SSE multiplex (#320)

When the gateway detects a new backend it opens a persistent SSE connection to <backend>/mcp (the same Streamable HTTP transport the client uses against the gateway). Notifications emitted by the backend are parsed as JSON-RPC messages and routed to the right client:

MCP methodCorrelation keySource
notifications/progressparams.progressTokenSet by the gateway when the outbound tools/call carried _meta.progressToken
notifications/$/dcc.jobUpdatedparams.job_idSet from the backend reply's _meta.dcc.jobId / structuredContent.job_id
notifications/$/dcc.workflowUpdatedparams.job_idSame as above

Pending buffer

Notifications that arrive before the correlation is known (race between backend SSE push and the tools/call HTTP reply) are held in a bounded per-backend queue: 256 events or 30 s, whichever comes first. When the mapping appears the buffer is drained; stale entries are dropped with a warn! log.

Reconnect + synthetic $/dcc.gatewayReconnect

Each backend subscriber owns a reconnect loop with jittered exponential backoff (100 ms → 10 s, ±25% jitter). When a broken stream reconnects, the gateway emits a synthetic notifications/$/dcc.gatewayReconnect notification to every client that had an in-flight job on that backend:

json
{
  "jsonrpc": "2.0",
  "method": "notifications/$/dcc.gatewayReconnect",
  "params": { "backend_url": "http://127.0.0.1:18812/mcp" }
}

Clients use this to re-query in-flight jobs via jobs.get_status.

Session lifecycle

Per-client SSE sinks are keyed on Mcp-Session-Id. A SessionCleanup RAII guard runs when the GET /mcp response body is dropped (client disconnect): the client's sink is removed from the subscriber manager and any job_routes / progress_token_routes bound to that session are scrubbed. Backend subscriptions stay alive — another client might still depend on them.

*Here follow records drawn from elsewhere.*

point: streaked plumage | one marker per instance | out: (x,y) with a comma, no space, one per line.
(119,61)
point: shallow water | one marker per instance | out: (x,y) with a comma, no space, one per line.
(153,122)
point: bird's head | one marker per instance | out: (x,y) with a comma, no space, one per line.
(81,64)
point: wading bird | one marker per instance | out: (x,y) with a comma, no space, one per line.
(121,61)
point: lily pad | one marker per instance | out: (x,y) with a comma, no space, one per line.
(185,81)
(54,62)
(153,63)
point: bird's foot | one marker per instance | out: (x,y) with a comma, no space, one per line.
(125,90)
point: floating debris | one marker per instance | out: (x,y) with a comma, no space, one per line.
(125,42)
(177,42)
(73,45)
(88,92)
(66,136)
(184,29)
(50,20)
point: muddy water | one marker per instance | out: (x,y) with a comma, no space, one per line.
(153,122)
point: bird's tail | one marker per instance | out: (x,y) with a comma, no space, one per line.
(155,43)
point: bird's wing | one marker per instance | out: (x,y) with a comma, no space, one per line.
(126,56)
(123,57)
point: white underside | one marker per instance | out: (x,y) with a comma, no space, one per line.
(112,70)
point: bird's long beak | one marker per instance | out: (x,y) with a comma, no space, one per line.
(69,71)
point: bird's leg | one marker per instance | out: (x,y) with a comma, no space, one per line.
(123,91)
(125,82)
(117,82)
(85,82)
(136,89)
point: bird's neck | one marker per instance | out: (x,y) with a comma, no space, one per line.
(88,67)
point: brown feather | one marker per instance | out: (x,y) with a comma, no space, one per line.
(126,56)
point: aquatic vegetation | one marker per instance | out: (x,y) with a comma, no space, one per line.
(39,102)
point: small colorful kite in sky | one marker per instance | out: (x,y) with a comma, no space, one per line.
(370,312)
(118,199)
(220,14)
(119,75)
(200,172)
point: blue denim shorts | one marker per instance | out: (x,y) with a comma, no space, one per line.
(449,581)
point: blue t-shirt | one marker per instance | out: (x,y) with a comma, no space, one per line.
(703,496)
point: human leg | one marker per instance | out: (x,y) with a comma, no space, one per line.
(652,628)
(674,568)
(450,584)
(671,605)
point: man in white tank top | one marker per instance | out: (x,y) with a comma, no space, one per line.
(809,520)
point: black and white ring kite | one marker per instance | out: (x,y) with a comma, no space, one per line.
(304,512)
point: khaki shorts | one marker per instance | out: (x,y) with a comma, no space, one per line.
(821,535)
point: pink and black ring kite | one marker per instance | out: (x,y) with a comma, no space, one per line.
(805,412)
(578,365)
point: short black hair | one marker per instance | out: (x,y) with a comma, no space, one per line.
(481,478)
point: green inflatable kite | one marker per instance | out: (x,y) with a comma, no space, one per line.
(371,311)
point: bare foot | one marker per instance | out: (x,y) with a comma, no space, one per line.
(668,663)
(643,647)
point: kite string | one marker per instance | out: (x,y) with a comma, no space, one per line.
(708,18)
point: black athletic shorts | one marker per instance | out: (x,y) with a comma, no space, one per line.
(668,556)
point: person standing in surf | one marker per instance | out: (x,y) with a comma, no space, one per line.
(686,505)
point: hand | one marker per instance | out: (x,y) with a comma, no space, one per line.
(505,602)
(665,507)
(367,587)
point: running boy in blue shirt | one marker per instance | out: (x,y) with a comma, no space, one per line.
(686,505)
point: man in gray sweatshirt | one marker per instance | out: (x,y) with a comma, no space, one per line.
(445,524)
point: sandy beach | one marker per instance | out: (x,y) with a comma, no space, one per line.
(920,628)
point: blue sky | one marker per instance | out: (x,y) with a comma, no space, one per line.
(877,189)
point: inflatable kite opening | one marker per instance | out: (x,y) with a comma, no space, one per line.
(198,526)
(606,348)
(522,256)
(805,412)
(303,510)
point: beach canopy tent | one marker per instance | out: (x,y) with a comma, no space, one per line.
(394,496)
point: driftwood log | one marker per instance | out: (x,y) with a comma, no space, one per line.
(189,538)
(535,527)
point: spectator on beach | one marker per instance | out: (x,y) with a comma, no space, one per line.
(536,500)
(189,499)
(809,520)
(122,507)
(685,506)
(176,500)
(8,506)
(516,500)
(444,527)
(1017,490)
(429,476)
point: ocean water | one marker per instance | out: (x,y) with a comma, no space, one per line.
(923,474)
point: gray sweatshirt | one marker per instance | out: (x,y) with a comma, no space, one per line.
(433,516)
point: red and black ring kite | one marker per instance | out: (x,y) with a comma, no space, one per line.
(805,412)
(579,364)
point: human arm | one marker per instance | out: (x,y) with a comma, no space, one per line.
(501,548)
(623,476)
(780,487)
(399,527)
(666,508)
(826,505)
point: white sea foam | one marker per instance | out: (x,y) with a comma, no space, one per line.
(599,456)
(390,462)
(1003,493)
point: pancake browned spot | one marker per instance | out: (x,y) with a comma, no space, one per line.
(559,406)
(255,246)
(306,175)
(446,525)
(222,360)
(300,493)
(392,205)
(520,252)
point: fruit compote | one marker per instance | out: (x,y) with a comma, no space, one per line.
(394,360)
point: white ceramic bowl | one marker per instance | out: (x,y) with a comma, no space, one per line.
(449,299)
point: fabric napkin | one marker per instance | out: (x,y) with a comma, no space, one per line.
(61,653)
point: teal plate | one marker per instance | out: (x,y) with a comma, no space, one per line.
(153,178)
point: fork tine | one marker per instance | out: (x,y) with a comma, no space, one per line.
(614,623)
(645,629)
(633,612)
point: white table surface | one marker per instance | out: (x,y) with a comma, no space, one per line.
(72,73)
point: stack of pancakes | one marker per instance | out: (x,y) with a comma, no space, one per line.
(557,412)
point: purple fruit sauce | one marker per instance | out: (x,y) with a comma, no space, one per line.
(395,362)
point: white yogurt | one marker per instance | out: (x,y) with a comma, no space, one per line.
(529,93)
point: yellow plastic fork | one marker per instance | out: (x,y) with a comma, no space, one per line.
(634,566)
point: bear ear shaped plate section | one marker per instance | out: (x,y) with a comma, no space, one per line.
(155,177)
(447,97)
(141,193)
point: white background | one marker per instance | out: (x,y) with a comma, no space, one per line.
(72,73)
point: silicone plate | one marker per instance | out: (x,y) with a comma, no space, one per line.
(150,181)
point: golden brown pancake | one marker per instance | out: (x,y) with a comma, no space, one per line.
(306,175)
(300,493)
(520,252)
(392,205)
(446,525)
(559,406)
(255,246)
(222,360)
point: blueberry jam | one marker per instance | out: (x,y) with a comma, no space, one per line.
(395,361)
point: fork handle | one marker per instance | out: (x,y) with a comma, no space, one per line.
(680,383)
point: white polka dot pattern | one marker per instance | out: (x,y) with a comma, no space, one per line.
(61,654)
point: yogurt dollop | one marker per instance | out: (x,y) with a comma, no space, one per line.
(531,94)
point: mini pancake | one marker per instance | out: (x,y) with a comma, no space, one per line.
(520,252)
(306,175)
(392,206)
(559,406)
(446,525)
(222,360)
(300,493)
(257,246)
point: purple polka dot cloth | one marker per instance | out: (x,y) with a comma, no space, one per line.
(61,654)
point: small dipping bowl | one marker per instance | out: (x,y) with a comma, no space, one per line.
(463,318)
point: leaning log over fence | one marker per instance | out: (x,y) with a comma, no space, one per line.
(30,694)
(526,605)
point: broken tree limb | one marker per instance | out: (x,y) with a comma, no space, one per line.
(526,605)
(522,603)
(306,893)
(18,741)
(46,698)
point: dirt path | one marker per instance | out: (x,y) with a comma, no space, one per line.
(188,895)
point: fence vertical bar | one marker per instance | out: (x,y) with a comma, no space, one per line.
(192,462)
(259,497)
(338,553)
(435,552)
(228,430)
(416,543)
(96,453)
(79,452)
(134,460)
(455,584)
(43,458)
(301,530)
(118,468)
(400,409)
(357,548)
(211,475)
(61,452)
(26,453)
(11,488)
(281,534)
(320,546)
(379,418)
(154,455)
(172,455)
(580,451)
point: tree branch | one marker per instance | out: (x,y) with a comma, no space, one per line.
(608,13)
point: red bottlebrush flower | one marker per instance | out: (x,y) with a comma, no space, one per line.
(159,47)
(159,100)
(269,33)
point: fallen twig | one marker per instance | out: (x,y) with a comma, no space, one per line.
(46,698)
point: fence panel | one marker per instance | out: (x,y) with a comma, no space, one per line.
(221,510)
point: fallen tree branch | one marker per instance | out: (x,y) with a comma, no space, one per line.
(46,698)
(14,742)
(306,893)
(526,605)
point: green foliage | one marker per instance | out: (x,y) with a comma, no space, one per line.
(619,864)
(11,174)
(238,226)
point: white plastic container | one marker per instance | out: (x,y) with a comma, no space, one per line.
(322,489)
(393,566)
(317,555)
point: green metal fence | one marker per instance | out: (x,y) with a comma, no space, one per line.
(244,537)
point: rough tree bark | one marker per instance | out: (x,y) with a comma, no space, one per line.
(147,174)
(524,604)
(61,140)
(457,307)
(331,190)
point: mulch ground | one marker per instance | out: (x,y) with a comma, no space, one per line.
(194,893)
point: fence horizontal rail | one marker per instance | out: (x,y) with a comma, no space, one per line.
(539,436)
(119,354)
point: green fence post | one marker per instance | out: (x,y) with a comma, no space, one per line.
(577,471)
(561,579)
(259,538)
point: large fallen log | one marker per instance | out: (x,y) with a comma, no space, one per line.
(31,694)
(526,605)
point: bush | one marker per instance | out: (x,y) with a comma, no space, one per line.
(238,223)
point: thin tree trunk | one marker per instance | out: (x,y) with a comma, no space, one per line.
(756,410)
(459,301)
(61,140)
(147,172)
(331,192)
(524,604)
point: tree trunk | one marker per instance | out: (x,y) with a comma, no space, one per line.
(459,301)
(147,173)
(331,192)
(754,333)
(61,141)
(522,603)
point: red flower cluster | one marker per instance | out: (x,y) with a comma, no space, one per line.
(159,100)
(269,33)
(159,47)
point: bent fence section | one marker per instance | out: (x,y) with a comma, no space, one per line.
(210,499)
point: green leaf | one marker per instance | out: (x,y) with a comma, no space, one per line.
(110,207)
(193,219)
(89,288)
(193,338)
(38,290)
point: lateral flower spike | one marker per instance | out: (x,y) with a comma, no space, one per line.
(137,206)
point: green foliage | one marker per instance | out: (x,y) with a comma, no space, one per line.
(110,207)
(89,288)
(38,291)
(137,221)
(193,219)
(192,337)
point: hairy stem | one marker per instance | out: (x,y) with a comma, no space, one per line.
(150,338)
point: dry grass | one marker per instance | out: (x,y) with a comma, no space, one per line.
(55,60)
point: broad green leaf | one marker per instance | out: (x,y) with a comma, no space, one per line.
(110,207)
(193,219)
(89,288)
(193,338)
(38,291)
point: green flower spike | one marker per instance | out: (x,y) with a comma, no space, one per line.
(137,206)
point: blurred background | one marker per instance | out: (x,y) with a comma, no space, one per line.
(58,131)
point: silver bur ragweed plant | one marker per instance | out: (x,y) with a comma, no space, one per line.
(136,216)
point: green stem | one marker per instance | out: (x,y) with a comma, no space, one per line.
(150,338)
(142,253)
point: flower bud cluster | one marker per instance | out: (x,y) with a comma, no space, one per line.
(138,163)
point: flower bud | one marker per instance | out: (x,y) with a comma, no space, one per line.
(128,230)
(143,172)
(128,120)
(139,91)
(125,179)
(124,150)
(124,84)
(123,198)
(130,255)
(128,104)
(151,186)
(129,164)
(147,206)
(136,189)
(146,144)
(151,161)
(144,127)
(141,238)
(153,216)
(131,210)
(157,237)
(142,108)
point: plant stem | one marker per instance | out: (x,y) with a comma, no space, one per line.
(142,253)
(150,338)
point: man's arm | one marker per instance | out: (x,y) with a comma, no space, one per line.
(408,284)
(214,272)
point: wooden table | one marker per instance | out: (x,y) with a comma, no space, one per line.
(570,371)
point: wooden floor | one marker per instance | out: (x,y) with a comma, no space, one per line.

Self-loop guard + pre-subscribe hygiene (#419)

When a DCC process (Maya, Blender, Houdini…) wins gateway election it keeps two rows in FileRegistry: the __gateway__ sentinel and its own plain "maya" / "blender" / … row. Without filtering, the backend SSE subscriber would open a connection to its own /mcp endpoint — a self-loop that wastes a socket and floods the reconnect logs whenever the facade blips.

Two invariants prevent this:

  1. Self-exclusion in every fan-out path. GatewayState::live_instances skips rows whose (host, port) matches the gateway's own binding, using is_own_instance from crates/dcc-mcp-http/src/gateway/sentinel.rs. The helper normalises localhost aliases (localhost, ::1, 0.0.0.0, [::]) to 127.0.0.1 so an adapter that advertises its host as "localhost" is still filtered when the gateway is bound to 127.0.0.1. The backend_sub_handle subscription loop and the compute_tools_fingerprint_with_own watcher apply the same filter.
  2. Synchronous hygiene before the subscriber loop starts. Inside start_gateway_tasks, a one-shot prune_dead_pids() + cleanup_stale() pass runs before backend_sub_handle is spawned. The periodic cleanup task only ticks every 15 s; without the synchronous pre-pass, ghost rows left behind by a previous crash would eat the full exponential-backoff retry budget during the first ~15 s of gateway lifetime.

Code pointers

PieceFile
Subscriber manager, reconnect loopcrates/dcc-mcp-http/src/gateway/sse_subscriber.rs
Per-session SSE plumbingcrates/dcc-mcp-http/src/gateway/handlers.rs (handle_gateway_get)
tools/call correlation hookscrates/dcc-mcp-http/src/gateway/aggregator.rs (route_tools_call)
Subscription watchercrates/dcc-mcp-http/src/gateway/mod.rs (backend_sub_handle)

Waiting for terminal results from the gateway (#321)

The gateway applies two separate request budgets to an outbound tools/call:

CaseTimeoutSource
Sync call (no _meta.dcc.async, no progressToken)backend_timeout_ms (default 10 s)McpHttpConfig
Async opt-in call (_meta.dcc.async=true or _meta.progressToken)gateway_async_dispatch_timeout_ms (default 60 s)McpHttpConfig
Async opt-in with _meta.dcc.wait_for_terminal=truegateway_wait_terminal_timeout_ms (default 10 min) for the wait, gateway_async_dispatch_timeout_ms for the initial queuing stepMcpHttpConfig

Why two timeouts? An async-dispatched tool replies immediately with {status:"pending", job_id:"…"} once the job has been queued on the backend. Under cold-start conditions (Maya re-importing a heavy module, Blender firing up a fresh Python interpreter) even that queuing step can legitimately take >10 s, so the short sync timeout would surface a spurious transport error while the backend is still starting the work.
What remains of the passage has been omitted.